No. of Recommendations: 4
Oh, second children. I like to think they confer with their older siblings and check to make sure they're doing the exact opposite things just to make their parents crazy.

So, uh, commiseration is what I'm offering. 15 months is a hazy memory for me but I think you're right to chalk up the behavior to various developmental milestones - teething, growth spurt, some other new thing in his bag of tricks.

The only thing I can think of is giving him a little control, or rather "control", in the form of offering pre-approved choices with a little validation and empathy thrown in for good measure. (As much as I loved _The Happiest Baby on the Block_, I was not a huge fan of the Toddler version. However, it did follow the general choices/validation/empathy advice I see a lot of places, so I took that from it and tossed the rest.)

"Oh, it would be so fun to go outside right now! What a bummer we can't. Instead, would you like to have a snack or play with some puzzles?"

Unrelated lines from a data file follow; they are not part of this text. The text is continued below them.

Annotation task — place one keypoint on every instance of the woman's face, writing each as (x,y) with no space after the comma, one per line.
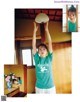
(72,15)
(42,51)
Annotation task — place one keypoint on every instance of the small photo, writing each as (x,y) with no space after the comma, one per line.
(15,80)
(71,18)
(45,49)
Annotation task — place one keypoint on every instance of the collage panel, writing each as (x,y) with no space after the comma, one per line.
(15,80)
(42,77)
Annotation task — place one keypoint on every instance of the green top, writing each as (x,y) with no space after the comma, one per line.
(71,26)
(44,77)
(20,81)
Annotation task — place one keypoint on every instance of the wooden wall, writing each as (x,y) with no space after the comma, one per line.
(61,69)
(18,70)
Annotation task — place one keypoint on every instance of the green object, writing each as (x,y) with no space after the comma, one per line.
(44,77)
(71,26)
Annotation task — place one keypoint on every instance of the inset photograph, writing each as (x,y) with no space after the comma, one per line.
(71,18)
(45,49)
(15,80)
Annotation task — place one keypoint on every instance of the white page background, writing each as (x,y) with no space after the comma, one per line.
(7,50)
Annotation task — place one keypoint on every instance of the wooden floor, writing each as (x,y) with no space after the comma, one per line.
(20,94)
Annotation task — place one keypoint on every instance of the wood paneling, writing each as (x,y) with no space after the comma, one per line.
(62,67)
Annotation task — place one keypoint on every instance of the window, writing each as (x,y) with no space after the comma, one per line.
(27,57)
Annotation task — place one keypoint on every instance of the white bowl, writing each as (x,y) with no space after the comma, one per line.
(41,18)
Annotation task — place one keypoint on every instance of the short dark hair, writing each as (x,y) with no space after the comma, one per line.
(72,9)
(43,45)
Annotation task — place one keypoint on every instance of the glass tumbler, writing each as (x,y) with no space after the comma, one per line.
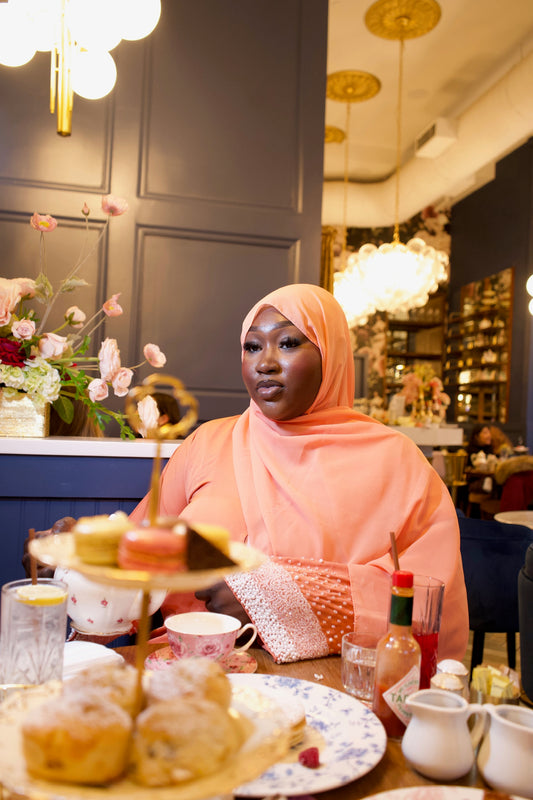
(33,631)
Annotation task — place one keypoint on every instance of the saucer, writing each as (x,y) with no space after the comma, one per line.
(233,662)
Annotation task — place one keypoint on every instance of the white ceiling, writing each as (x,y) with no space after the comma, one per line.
(476,44)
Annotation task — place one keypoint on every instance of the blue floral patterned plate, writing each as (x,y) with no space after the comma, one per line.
(350,738)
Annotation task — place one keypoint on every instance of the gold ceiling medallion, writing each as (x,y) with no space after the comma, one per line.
(352,86)
(333,135)
(402,19)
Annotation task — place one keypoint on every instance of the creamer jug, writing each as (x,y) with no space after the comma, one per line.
(438,742)
(506,754)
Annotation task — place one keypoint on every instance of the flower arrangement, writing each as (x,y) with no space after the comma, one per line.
(423,392)
(49,366)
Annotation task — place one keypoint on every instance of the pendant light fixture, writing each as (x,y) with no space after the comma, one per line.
(79,35)
(398,277)
(350,86)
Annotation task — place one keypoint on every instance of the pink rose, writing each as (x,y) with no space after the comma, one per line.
(23,329)
(114,206)
(121,381)
(11,291)
(98,390)
(109,359)
(154,356)
(75,316)
(12,353)
(43,222)
(27,287)
(52,345)
(148,414)
(111,307)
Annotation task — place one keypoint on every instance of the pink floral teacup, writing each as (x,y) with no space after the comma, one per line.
(202,633)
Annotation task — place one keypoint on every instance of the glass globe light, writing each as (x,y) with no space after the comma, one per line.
(93,74)
(95,25)
(140,18)
(17,39)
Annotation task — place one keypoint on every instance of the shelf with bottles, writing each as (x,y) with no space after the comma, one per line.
(476,368)
(481,404)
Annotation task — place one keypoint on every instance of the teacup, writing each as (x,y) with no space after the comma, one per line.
(202,633)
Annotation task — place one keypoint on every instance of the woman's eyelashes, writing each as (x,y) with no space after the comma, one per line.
(286,343)
(250,347)
(289,341)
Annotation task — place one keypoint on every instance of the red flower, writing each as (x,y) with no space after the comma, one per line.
(12,353)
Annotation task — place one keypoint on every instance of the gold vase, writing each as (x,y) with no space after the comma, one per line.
(20,416)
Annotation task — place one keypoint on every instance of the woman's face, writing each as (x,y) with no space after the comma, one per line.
(484,437)
(281,368)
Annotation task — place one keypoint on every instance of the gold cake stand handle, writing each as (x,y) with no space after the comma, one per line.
(149,386)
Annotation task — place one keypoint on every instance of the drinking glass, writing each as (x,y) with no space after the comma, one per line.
(358,665)
(427,609)
(33,631)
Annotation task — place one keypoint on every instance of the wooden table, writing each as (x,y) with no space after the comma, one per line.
(392,771)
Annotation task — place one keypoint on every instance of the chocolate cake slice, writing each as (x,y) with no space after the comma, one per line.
(200,553)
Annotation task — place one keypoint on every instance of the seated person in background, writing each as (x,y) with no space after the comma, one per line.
(480,440)
(501,444)
(316,486)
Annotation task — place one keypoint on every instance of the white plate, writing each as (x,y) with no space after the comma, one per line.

"For your snack, do you want to have the red bowl or the blue bowl?" or "Do you want apples or crackers?" or "Do you want to sit at the table or have a picnic on the floor?" etc.

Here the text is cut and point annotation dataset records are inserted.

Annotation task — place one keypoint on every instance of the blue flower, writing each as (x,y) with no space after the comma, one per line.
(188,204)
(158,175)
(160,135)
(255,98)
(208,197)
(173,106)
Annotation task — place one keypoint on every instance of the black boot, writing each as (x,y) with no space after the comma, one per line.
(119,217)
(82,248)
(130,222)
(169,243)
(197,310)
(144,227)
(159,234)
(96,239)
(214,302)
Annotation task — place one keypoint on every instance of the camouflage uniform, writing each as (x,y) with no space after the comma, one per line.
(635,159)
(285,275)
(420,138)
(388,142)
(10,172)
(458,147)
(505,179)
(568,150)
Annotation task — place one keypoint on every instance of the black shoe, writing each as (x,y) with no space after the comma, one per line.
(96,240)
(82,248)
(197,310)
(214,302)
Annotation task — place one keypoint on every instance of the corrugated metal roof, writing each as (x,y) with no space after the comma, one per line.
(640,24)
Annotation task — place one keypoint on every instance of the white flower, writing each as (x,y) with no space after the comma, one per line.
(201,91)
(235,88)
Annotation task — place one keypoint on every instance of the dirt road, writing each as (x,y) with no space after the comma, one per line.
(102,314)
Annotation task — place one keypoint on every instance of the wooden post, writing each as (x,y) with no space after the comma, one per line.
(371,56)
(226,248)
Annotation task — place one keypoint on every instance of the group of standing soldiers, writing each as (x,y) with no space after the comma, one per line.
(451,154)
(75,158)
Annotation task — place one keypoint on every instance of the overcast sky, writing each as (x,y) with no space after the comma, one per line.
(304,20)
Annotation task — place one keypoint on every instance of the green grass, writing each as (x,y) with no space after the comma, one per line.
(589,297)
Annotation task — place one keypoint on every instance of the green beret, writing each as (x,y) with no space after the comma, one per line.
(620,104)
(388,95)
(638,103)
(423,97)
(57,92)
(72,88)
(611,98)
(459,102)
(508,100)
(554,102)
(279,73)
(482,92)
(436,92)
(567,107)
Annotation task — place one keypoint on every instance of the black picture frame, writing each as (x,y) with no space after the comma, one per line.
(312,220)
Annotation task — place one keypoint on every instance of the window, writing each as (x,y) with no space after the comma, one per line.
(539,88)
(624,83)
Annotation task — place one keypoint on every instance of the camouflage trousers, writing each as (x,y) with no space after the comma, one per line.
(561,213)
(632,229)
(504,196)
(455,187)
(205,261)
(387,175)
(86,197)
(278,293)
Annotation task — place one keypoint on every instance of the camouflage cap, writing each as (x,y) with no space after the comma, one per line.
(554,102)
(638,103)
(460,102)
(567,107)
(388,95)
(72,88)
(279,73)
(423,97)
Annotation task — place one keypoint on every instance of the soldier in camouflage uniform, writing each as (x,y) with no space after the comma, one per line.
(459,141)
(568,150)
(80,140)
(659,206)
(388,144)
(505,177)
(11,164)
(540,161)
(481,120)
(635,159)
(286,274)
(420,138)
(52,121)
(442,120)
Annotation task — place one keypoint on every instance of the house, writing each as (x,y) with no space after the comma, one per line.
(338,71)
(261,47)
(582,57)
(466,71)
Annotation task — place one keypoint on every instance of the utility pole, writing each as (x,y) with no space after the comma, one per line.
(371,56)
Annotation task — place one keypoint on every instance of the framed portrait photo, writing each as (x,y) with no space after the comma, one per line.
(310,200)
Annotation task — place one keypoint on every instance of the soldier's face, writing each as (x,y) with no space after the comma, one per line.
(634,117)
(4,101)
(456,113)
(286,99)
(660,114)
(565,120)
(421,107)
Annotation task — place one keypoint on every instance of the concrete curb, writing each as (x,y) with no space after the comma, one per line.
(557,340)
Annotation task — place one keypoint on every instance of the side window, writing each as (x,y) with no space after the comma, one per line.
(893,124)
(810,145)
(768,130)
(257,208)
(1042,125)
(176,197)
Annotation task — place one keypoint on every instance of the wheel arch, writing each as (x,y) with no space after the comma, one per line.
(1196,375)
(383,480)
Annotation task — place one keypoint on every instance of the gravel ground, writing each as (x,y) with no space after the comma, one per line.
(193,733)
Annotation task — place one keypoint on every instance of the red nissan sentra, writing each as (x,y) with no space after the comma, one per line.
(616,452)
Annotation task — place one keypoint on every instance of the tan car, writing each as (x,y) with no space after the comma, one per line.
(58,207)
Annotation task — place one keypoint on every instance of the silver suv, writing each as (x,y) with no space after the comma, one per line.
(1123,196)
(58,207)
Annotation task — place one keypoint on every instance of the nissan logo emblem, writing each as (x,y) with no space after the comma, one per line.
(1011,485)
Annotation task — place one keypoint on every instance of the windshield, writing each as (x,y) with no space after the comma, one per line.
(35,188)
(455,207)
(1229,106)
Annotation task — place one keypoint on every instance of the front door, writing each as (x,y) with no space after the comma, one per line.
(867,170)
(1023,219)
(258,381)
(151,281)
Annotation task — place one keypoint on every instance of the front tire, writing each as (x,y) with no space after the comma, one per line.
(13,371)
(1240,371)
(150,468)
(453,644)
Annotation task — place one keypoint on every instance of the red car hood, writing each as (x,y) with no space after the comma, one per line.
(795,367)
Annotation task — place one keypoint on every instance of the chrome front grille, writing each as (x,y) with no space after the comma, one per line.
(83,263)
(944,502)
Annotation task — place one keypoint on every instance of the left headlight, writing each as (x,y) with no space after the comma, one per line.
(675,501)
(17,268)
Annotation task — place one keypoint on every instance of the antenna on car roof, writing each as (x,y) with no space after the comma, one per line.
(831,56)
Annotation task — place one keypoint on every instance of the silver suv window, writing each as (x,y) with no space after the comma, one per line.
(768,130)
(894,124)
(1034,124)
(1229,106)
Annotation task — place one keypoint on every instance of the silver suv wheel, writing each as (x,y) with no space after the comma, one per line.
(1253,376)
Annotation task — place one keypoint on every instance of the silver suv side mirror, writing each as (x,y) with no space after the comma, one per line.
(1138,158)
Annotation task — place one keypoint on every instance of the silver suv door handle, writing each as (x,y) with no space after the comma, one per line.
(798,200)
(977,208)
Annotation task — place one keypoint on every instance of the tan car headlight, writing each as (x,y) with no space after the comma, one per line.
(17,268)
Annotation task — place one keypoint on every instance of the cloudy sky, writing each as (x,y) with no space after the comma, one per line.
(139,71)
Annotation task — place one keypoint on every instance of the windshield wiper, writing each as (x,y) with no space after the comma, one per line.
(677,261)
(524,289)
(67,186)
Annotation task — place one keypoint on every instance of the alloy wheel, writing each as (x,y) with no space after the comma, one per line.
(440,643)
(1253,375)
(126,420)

And if all else fails: "You seem really mad/sad/upset/frustrated. Do you want a hug or would you rather be left alone?" "Are your teeth hurting you? That's no fun, is it? Would you like me to get you a cold wash cloth or some medicine?"

(Sidebar to ask how his language skills are? If he doesn't talk a lot, does he sign? Teaching him the sign for "hurt", e.g., and modeling it* when you ask about his teeth might give him more control, too, with the whole "being understood" thing a lot of not-quite-talkers struggle with.)

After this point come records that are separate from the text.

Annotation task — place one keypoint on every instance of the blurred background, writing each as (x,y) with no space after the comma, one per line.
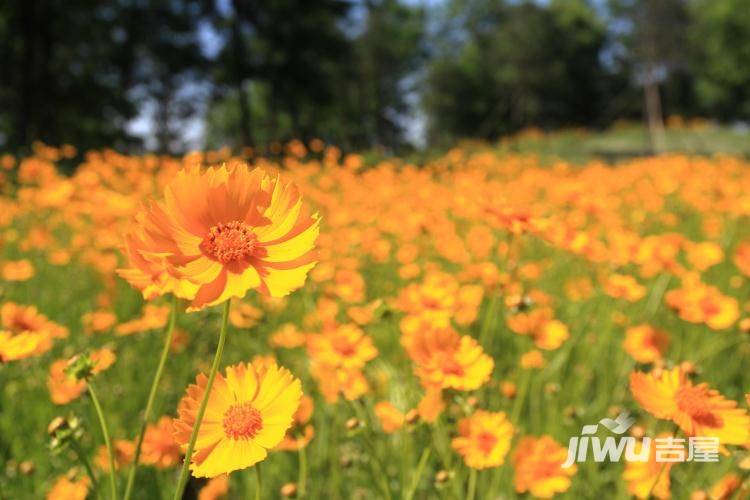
(169,76)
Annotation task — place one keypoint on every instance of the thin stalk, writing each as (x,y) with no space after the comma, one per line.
(204,402)
(417,474)
(107,442)
(86,465)
(302,478)
(472,488)
(151,398)
(258,482)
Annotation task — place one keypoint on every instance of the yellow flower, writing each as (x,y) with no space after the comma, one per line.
(249,410)
(538,464)
(483,439)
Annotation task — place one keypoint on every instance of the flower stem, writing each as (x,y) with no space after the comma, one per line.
(258,482)
(86,465)
(302,478)
(472,488)
(151,399)
(107,442)
(204,402)
(418,474)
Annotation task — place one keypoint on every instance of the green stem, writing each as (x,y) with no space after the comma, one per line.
(151,399)
(107,442)
(520,398)
(258,482)
(182,482)
(86,465)
(302,478)
(417,474)
(472,488)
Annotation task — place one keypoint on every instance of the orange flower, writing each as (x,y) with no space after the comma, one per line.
(215,489)
(696,409)
(447,360)
(391,419)
(742,258)
(697,302)
(25,332)
(248,413)
(69,489)
(159,447)
(224,231)
(649,477)
(622,286)
(483,439)
(538,464)
(19,270)
(645,343)
(346,347)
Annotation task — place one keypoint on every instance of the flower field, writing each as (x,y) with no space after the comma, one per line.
(313,325)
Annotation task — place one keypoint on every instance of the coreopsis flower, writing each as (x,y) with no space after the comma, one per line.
(159,447)
(645,343)
(24,332)
(66,488)
(19,270)
(391,418)
(538,467)
(249,410)
(742,258)
(224,231)
(697,409)
(483,439)
(703,255)
(447,360)
(216,488)
(697,302)
(623,286)
(124,451)
(648,477)
(345,346)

When my kids don't or won't make choices themselves, I warn them that they need to make a choice or I will make one for them. Sometimes not making a choice is the choice, you know?

It might not be a speedy magic bullet but maybe with consistency and time (sigh) he'll be right with the world again. At that age, their world is weird and big and a little scary so finding comfort (in the form of control and validation and empathy) helps them learn to navigate. With my kids, it took many iterations but, eventually, they figured whatever-it-was out, calmed down...and moved on to the next big mystery. :)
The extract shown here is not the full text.